# Average & rms for waveforms

1. Sep 21, 2014

### Zondrina

1. The problem statement, all variables and given/known data

1. Find the average and RMS values of the following waveform:

2. Show that the average and RMS values of the following sawtooth are independent of the position of the peak and are given by $0.5$ and $0.577$ of the peak value respectively.

2. Relevant equations

$f_{avg} = \frac{1}{T} \int_0^T f(t) dt$
$f_{rms} = \sqrt{\frac{1}{T} \int_0^T f^2(t) dt}$

3. The attempt at a solution

1. Looking at the function, I see it is a piecewise function with five different pieces in one period. So to compute the average/rms value would require five integrals.

Looking more closely though, I see the function is symmetric about the x-axis over one period. This implies the average value is zero right away, $v_{avg} = 0$. Is there similar logic I can apply to find the RMS value without having to square and integrate five times? For reference I got $v_{rms} = V$.

2. This is the same question as the first really. I'm guessing all the question wants is for me to compute $f_{avg}$ and $f_{rms}$? What do they mean by independent of the position of the peak exactly?
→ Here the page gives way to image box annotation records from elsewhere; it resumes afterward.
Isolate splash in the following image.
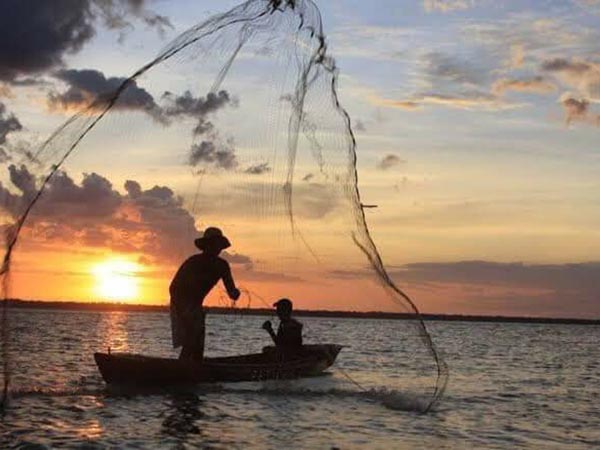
[0,0,448,411]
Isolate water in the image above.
[0,310,600,449]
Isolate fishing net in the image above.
[2,0,447,410]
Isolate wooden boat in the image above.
[94,344,342,385]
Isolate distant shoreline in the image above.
[5,299,600,325]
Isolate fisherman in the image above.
[262,298,302,353]
[169,227,240,361]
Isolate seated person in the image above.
[262,298,302,351]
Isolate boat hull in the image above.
[94,344,342,386]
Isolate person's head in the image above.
[194,227,231,255]
[273,298,293,320]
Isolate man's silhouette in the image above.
[169,227,240,361]
[262,298,302,353]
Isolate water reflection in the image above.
[98,311,129,352]
[161,392,204,442]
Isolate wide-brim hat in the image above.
[194,227,231,250]
[273,298,292,311]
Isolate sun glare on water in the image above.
[92,259,140,301]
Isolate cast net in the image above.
[2,0,447,410]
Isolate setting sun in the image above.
[92,259,140,300]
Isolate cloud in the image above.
[331,261,600,318]
[0,102,23,144]
[492,76,556,96]
[353,119,367,132]
[393,261,600,302]
[377,154,406,170]
[0,0,170,82]
[163,90,237,136]
[0,165,199,261]
[378,91,522,111]
[244,163,271,175]
[189,141,238,170]
[560,92,600,126]
[163,90,238,170]
[221,250,254,270]
[48,69,165,122]
[542,58,600,101]
[423,0,475,13]
[421,52,487,89]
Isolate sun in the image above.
[92,258,140,301]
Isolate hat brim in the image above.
[194,236,231,250]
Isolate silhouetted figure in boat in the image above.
[262,298,302,353]
[169,227,240,360]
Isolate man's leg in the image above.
[192,308,206,361]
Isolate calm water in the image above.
[0,310,600,449]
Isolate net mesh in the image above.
[1,0,448,410]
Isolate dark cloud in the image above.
[189,141,238,170]
[244,163,271,175]
[0,165,199,261]
[0,0,170,81]
[163,90,238,170]
[560,94,600,126]
[377,153,406,170]
[2,165,121,221]
[163,90,237,136]
[92,0,173,34]
[0,102,23,145]
[48,69,165,122]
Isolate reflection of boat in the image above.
[94,344,342,385]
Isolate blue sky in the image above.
[0,0,600,316]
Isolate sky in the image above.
[0,0,600,318]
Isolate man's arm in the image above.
[263,320,277,345]
[221,260,240,300]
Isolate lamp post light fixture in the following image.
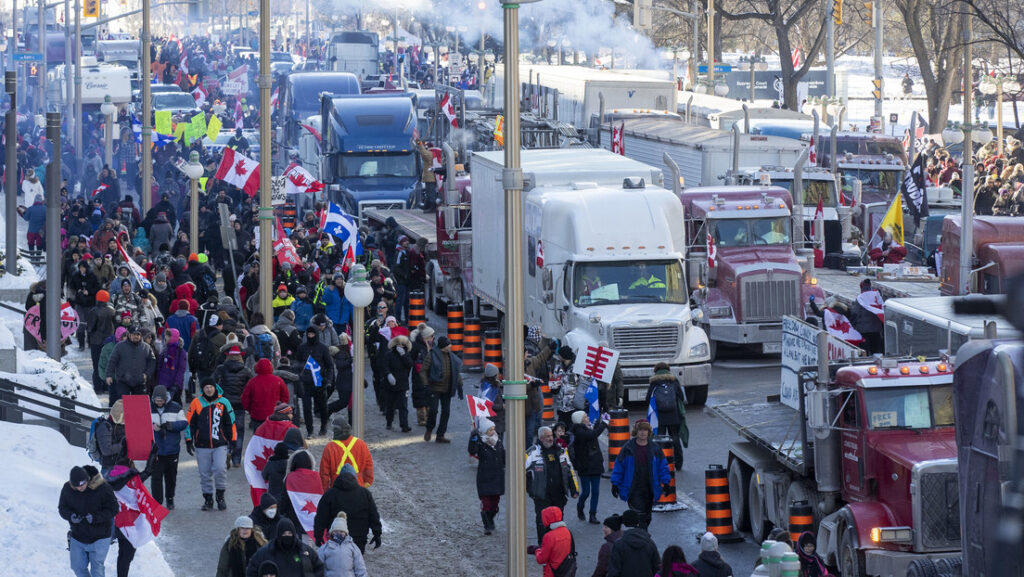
[99,94,118,166]
[345,264,374,437]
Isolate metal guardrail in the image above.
[0,379,106,447]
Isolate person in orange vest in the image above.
[319,417,374,491]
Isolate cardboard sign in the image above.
[121,395,153,461]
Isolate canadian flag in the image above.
[285,468,324,539]
[438,92,459,128]
[822,308,864,344]
[243,420,295,506]
[466,395,498,417]
[705,233,718,269]
[111,465,168,549]
[611,122,626,156]
[213,147,259,197]
[285,164,324,195]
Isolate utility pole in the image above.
[3,71,16,275]
[142,0,153,214]
[45,112,63,361]
[954,12,970,295]
[259,0,272,319]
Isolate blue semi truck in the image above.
[319,92,422,219]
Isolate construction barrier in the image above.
[479,327,504,371]
[608,409,630,470]
[705,464,742,543]
[790,501,814,547]
[409,290,427,331]
[447,304,465,357]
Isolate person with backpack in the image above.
[526,506,577,577]
[644,363,690,470]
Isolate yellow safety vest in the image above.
[331,437,359,476]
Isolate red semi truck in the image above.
[711,332,961,577]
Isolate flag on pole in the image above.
[213,147,259,197]
[285,468,324,539]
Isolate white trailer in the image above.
[471,150,711,404]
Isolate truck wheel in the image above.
[746,480,772,543]
[686,384,708,407]
[729,458,751,531]
[839,526,867,577]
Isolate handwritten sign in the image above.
[779,317,864,410]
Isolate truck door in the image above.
[837,389,867,497]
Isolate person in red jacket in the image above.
[526,506,575,577]
[242,359,288,427]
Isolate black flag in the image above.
[901,154,928,226]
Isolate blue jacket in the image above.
[150,401,190,455]
[611,439,672,501]
[291,298,313,331]
[324,287,352,331]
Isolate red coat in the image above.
[534,507,572,577]
[242,359,288,421]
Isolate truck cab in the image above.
[319,94,422,218]
[681,187,823,358]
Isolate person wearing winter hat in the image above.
[150,384,188,510]
[316,511,367,577]
[469,417,505,535]
[693,531,733,577]
[591,514,623,577]
[216,517,266,577]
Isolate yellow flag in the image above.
[206,115,221,140]
[879,194,903,245]
[153,111,174,136]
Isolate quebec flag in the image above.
[305,355,324,388]
[647,395,657,435]
[321,202,362,256]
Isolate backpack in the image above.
[654,382,679,413]
[188,332,217,372]
[252,332,273,361]
[85,417,105,463]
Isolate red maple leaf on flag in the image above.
[253,445,273,470]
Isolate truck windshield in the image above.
[711,216,790,247]
[338,153,420,178]
[864,384,953,430]
[572,260,687,306]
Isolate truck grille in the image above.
[611,325,680,363]
[919,471,961,549]
[740,273,800,323]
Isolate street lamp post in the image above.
[184,151,204,247]
[345,264,374,438]
[99,94,118,166]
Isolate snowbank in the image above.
[0,422,174,577]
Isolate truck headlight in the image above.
[708,304,732,319]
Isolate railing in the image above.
[0,379,106,447]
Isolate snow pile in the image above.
[0,421,174,577]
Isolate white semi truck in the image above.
[470,150,711,404]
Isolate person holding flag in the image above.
[569,407,608,525]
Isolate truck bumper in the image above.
[864,549,963,577]
[708,323,782,353]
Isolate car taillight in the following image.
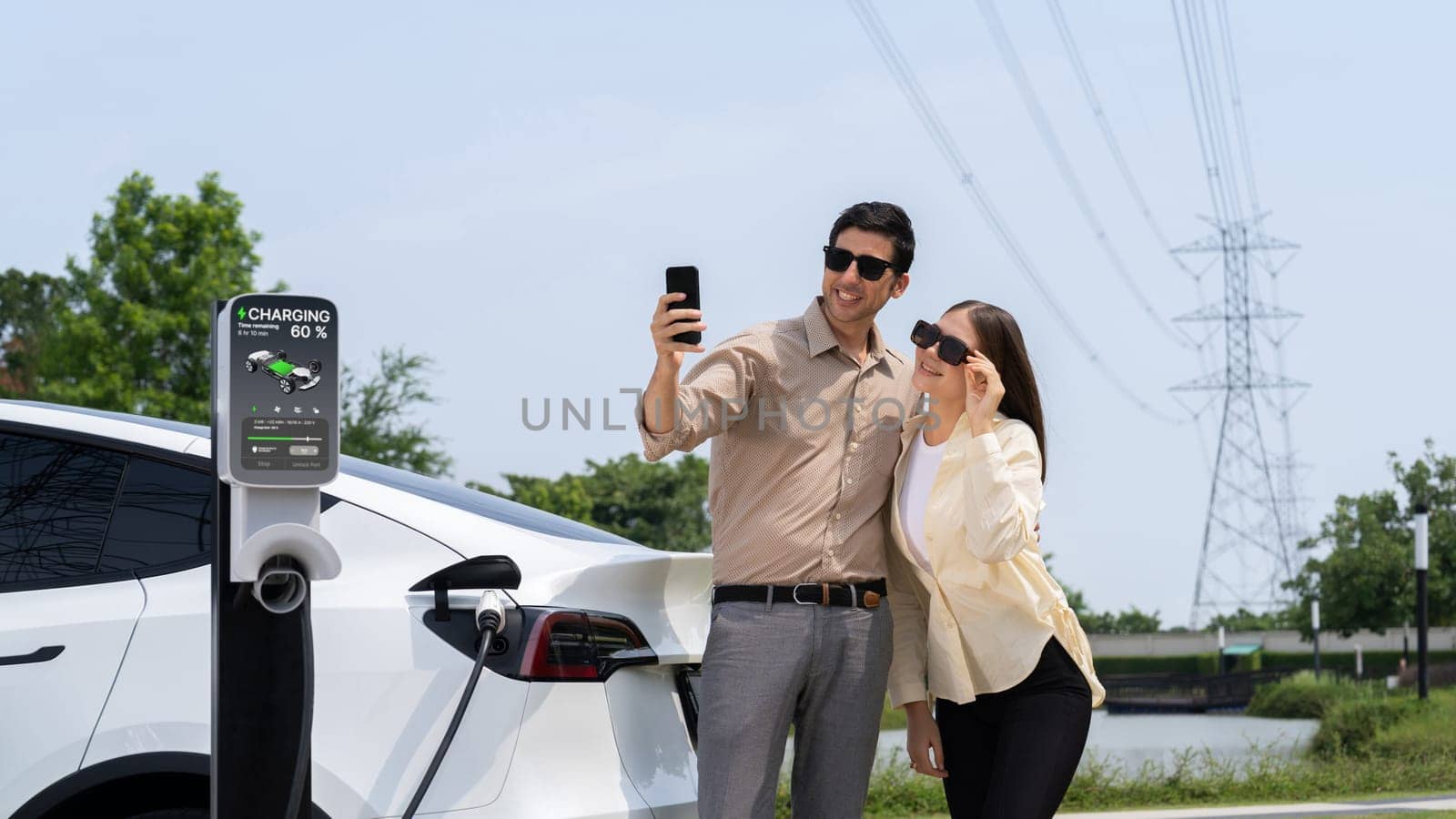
[512,606,657,682]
Am I over-thinking this one beyond the computations?

2. Sep 21, 2014

### Zondrina

I believe I have some reasonable thoughts about my first question, but you can't really edit your posts anymore, so I apologize for this double.
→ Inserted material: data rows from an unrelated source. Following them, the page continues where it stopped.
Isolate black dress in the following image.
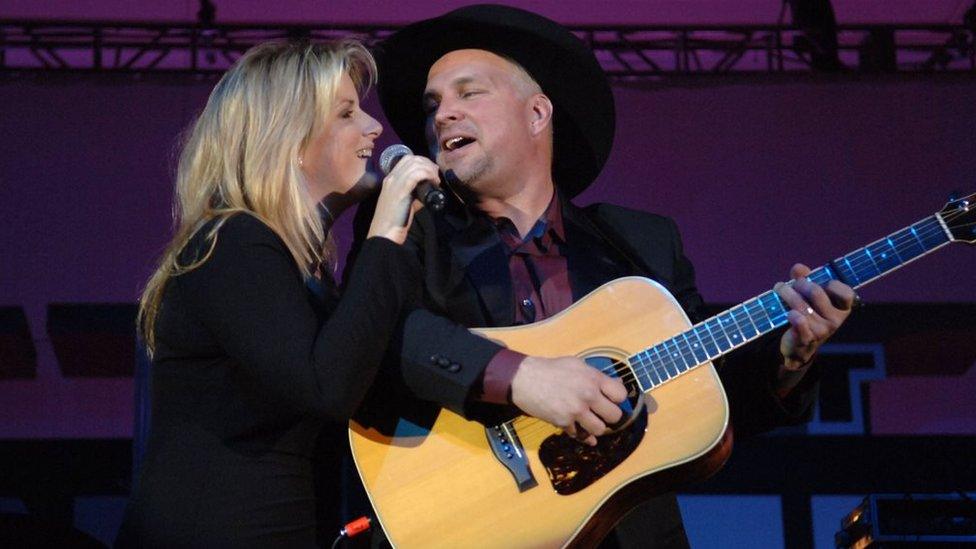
[116,214,421,547]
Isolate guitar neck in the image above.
[630,214,953,391]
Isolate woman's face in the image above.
[301,74,383,202]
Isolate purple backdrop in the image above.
[0,0,968,24]
[0,69,976,438]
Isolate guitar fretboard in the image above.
[629,215,952,391]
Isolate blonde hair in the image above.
[138,40,376,353]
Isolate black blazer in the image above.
[351,195,819,438]
[352,195,818,548]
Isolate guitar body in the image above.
[350,277,731,548]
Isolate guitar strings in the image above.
[506,201,976,435]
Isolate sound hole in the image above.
[539,356,647,495]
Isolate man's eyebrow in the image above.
[423,76,478,101]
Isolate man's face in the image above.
[423,50,532,194]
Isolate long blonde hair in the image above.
[138,40,376,353]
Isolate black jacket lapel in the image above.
[450,213,515,326]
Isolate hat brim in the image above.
[376,5,615,198]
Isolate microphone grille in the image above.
[380,143,413,174]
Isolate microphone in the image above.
[380,143,447,212]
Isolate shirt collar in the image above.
[493,192,566,251]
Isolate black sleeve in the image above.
[669,219,820,439]
[347,206,504,419]
[175,215,420,420]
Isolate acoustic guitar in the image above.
[349,195,976,548]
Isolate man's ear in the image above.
[529,93,552,135]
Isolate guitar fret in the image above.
[745,299,773,334]
[867,239,901,273]
[647,352,663,385]
[847,248,881,284]
[631,201,968,394]
[729,305,759,341]
[705,316,732,353]
[664,339,681,377]
[716,311,742,347]
[695,324,721,358]
[671,334,698,372]
[630,352,654,391]
[654,343,671,383]
[759,292,787,327]
[681,330,708,365]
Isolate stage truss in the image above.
[0,20,976,80]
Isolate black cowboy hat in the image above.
[376,4,615,198]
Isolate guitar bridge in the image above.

If I square that $v(t)$ they've given me, the amplitude wont change. Geometrically it would flip the troughs into crests, and all the values will be positive, so that in turn the square root will be properly defined every time.

What I'm looking for is the area over one period of $v^2(t)$, which is two of those positive peaks (or simply twice the area of the first). Then I want to average it over the entire period and take the root. Those operations are harder to interpret geometrically, so I don't think there's a quick shortcut to finding the RMS value. The average value can be simplified through the use of geometry in some circumstances though (like this one).

For the second question, the computations were obvious, but I think I have some intuition now about why the position of the peak doesn't matter. If I moved the peak to point $Y = X + \Delta x$, where $X \leq Y \leq T$, the waveform will still have the same peak, just at a different time. The area under the curve itself wont change because the equations for the lines that define the waveform will change to accommodate it. Hence the average and rms values will be the same.

Does this sound reasonable?

3. Sep 22, 2014

### milesyoung

You only have to consider a half-cycle to determine the RMS value of the waveform - sign doesn't matter. It would be a good idea to find general expressions for the area under the square of those couple of segments that appear in your waveform, i.e. where it's increasing/decreasing linearly or is constant.

No, but you only need those two expressions to determine the RMS value and it'll solve your second assignment as well.

That would be true if your waveform was square instead of trapezoidal.

That argument works for the average value, since the area of a triangle is given by $A = \frac{1}{2}b h$, where $b$ and $h$ is its base and height, respectively, and moving the peak changes neither.

It doesn't hold for the RMS value, however, since, as a counterexample, two waveforms can have the same area under their curves but different RMS values.

4. Sep 24, 2014

### Zondrina

That was the listed answer. I got $0.83 V$ when doing it myself. I decided to compute:

$V_{rms} = \sqrt{\frac{1}{T} \int_{0}^{T} v^2(t) dt} = \sqrt{\frac{2}{T} \int_{0}^{\frac{T}{2}} v^2(t) dt}$

since only three integrals would be required instead of all five.

I have $0.816 V$. The RMS value of a trapezoidal waveform is something you can easily look up in a table if you want to check your result.